Palacio Municipal de Santa Cruz: Modern Heritage with Community Potential
In 1973, ICESA designed the Banco Anglo Costarricense branch in Santa Cruz, Guanacaste — a corner building that made an immediate urban gesture: the ground floor retreats, extending the sidewalk and casting shade over pedestrians in Guanacaste’s intense climate. Fifty years later, the building stands empty. But its structure still standing, its spatial quality survives, and the question of what it could become is more relevant than ever.
A building that gave back to the street
The design’s primary move was civic. By lifting the active program to the upper floor and freeing the ground level, the building contributed shaded public space to a corner diagonal to Parque Bernabela Ramos. Continuous glazed facades wrapped the recessed ground floor on both street and avenue frontages — open, transparent, accessible. The upper floor inverted this logic entirely: solid exposed concrete, protected by integrated parapets and vertical louvers whose rhythm varied between facades, denser on the south face than the east.
Inside, the material language shifted register. The smooth concrete exterior gave way to thick render and white paint. The double-height main hall was anchored by a suspended mezzanine and a carefully proportioned stair. The upper floor completed an unusual program for a bank branch — residential quarters organized around a central garden courtyard, a typology common to provincial branches of the period built outside the Greater Metropolitan Area.
Three ideas that run through Beer’s work
The Banco Anglo in Santa Cruz belongs to a consistent line of thinking in Franz Beer’s practice. The building emerges from its urban landscape rather than sitting upon it — shade, setback, and public space are architectural decisions, not afterthoughts. Its material contrasts between exterior concrete and interior render, between the solid upper volume and the transparent ground floor, reflect Beer’s sustained interest in tactile-sensory architecture where texture and spatial sequence constitute the experience as much as the plan does. And the interior reveals itself gradually — compressed entry, expanding double height, the surprise of residential quarters above — a spatial concept that rewards the full sequence rather than announcing itself from the street.
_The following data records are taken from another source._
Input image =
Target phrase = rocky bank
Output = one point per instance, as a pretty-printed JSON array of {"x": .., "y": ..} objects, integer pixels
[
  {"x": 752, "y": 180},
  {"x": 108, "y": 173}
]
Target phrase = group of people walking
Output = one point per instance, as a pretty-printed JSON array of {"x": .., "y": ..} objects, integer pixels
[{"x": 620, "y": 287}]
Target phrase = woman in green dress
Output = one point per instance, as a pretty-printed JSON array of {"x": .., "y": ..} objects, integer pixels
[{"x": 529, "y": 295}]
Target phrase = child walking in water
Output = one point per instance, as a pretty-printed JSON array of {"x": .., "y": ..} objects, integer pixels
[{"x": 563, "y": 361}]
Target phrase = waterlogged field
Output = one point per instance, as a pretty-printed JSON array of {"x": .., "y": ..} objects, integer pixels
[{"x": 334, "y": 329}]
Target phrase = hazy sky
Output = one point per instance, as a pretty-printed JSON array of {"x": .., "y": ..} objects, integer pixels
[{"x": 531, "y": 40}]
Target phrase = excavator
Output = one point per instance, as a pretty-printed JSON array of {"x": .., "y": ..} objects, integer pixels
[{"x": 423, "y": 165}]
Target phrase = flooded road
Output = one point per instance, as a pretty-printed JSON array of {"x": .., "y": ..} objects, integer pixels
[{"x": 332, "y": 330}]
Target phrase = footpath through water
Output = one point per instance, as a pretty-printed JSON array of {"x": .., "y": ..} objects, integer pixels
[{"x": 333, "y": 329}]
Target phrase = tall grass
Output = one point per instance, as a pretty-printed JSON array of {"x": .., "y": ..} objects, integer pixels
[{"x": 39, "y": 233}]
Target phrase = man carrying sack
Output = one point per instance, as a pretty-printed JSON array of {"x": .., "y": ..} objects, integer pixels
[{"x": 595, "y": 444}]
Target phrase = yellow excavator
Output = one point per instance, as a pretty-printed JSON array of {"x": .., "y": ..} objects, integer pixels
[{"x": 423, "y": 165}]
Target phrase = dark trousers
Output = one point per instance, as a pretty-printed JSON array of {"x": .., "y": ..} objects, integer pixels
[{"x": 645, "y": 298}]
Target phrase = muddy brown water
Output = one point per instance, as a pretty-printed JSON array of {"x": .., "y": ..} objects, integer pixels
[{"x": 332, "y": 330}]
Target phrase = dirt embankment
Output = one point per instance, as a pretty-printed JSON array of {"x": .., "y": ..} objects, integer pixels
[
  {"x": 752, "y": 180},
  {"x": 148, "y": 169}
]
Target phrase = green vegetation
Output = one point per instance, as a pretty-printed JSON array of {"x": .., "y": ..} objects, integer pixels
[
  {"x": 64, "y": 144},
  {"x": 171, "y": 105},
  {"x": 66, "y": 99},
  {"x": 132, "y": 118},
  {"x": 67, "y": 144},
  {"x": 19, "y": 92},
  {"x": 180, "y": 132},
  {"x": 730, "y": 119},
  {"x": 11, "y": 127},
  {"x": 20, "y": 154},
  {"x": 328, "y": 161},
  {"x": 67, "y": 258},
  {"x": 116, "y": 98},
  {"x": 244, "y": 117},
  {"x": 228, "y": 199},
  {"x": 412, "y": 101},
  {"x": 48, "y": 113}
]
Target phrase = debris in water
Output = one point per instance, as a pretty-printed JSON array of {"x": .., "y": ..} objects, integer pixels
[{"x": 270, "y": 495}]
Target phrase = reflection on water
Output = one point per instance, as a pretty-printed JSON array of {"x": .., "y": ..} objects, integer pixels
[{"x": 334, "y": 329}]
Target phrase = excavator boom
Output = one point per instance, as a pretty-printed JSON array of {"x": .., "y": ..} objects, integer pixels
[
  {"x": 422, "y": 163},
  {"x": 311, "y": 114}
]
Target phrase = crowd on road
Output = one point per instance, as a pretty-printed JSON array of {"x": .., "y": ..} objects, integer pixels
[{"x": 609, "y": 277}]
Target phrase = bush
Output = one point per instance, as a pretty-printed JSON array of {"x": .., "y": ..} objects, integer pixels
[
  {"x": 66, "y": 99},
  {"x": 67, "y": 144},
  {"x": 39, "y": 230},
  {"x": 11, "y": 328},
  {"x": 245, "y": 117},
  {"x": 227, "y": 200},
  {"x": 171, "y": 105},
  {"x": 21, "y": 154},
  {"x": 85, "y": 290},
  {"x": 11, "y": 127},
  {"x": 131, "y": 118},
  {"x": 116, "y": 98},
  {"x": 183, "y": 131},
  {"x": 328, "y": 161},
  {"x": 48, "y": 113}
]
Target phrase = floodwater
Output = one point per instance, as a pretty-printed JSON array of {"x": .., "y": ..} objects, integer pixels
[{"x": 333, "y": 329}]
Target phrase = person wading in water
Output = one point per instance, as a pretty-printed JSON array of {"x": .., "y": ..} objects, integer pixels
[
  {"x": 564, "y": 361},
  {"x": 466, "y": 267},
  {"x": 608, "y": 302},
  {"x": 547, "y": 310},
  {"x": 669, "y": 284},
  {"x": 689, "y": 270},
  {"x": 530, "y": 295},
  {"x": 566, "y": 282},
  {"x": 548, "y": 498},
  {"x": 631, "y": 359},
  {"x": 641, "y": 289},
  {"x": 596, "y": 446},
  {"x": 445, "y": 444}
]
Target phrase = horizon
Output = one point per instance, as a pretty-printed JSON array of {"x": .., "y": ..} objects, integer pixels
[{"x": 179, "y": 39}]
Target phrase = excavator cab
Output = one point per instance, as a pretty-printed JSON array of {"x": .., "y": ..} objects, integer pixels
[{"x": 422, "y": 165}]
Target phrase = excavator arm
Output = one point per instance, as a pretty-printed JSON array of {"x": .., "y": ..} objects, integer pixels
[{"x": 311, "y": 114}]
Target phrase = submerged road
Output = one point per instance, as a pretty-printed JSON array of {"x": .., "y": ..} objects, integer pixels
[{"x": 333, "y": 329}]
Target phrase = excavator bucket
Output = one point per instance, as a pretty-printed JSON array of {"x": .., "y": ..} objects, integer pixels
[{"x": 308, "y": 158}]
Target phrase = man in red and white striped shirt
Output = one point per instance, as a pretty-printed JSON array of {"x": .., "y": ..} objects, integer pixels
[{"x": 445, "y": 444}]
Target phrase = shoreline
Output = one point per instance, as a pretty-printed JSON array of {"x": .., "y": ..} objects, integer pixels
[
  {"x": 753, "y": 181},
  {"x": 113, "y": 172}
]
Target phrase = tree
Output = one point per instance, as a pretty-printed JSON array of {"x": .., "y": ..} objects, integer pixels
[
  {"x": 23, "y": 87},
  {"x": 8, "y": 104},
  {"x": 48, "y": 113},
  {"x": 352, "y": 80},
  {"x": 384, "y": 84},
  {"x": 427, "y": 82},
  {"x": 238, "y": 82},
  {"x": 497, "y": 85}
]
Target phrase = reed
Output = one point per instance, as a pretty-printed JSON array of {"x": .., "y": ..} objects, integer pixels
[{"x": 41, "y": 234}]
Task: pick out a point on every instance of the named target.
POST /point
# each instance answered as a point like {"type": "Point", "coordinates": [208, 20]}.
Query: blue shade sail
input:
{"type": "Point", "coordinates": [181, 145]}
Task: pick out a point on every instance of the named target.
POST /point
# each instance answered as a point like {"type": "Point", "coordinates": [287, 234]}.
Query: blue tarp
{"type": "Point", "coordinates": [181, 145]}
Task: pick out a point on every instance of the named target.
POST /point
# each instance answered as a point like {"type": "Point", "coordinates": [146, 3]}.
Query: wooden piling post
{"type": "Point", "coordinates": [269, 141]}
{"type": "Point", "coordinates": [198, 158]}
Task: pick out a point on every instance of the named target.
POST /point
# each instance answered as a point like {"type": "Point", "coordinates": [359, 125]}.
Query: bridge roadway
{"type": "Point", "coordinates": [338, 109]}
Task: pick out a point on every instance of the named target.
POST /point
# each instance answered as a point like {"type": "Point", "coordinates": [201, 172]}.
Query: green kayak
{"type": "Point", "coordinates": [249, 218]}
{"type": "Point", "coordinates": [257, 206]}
From bank to empty building to potential
The Banco Anglo closed in 1994. The building passed to the Municipality of Santa Cruz and has stood vacant since the 2012 Nicoya earthquake. Thirteen years of abandonment have not erased what makes it worth saving: a robust structure, a generous corner presence, and a relationship to the park and the street that few buildings in Santa Cruz can claim.
A recent ICESA post on social media about the building generated an unexpected volume of response — residents proposing uses ranging from a public library to a technology entrepreneurship center to a cultural museum. The conversation revealed something that good architecture tends to produce even after decades of neglect: people recognize it, remember it, and can imagine it alive again.
ICESA has developed a recovery proposal for the building. The civic scale is there. The shaded corner is there. The argument for returning it to public life makes itself.